Peristiwa Isra Mi’raj yang dilakukan oleh Nabi Muhammad SAW menjadi kisah yang begitu populer di kalangan umat Islam. Ada banyak karya yang menuliskan kisah tersebut. Dalam aneka rupa bentuk dan bahasa. Baik yang telah lampau, maupun yang baru.
Dari karya-karya tersebut, di Banyuwangi ternyata ada beberapa yang berupa manuskrip. Misalnya, Serat Mi’raj yang ditemukan di sejumlah komunitas Madura yang berada di Banyuwangi. Di antaranya yang berada di Desa Bayu, Kecamatan Songgon dan di Desa Banyuanyar, Kecamatan Kalibaru.
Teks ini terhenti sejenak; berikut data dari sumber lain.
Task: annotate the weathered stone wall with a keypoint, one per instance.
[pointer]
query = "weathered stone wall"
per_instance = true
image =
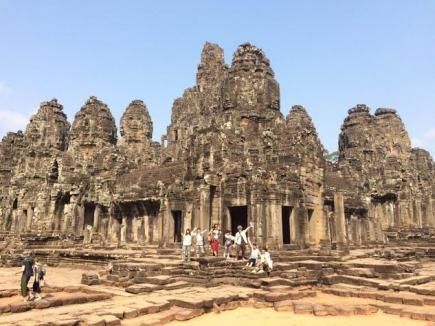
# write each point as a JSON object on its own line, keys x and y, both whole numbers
{"x": 229, "y": 156}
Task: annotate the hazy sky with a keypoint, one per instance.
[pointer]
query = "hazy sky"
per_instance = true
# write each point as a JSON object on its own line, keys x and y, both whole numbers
{"x": 327, "y": 55}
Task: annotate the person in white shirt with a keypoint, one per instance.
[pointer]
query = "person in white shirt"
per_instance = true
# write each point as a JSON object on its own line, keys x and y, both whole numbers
{"x": 241, "y": 240}
{"x": 266, "y": 262}
{"x": 187, "y": 243}
{"x": 229, "y": 238}
{"x": 214, "y": 235}
{"x": 199, "y": 237}
{"x": 255, "y": 253}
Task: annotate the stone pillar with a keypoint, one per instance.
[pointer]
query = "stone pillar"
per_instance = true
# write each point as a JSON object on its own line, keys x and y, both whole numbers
{"x": 340, "y": 221}
{"x": 29, "y": 218}
{"x": 204, "y": 207}
{"x": 418, "y": 214}
{"x": 80, "y": 218}
{"x": 302, "y": 227}
{"x": 97, "y": 214}
{"x": 429, "y": 213}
Selain itu, ternyata juga ditemukan manuskrip lain yang menceritakan tentang malam dimana Rasulullah diperjalankan dari Masjidil Haram menuju Masjid Aqsa, langsung ke Sidratul Muntaha. Yaitu, Risalah Mi’raj yang berada di Kampung Mandar, Kecamatan Banyuwangi.
Jika Serat Mi’raj ditulis dalam bahasa Jawa Kuno dalam bentuk tembang, tidak dengan Risalah Mi’raj ini. Bahasa yang digunakan adalah Melayu. Gaya menulisnya lebih dekat dengan prosa ketimbang tembang. Aksara yang pertama Pegon, sedangkan yang kedua aksara Jawi. Sama-sama memodifikasi huruf Hijaiyah, namun berbeda dalam menuliskan huruf vokalnya masing-masing.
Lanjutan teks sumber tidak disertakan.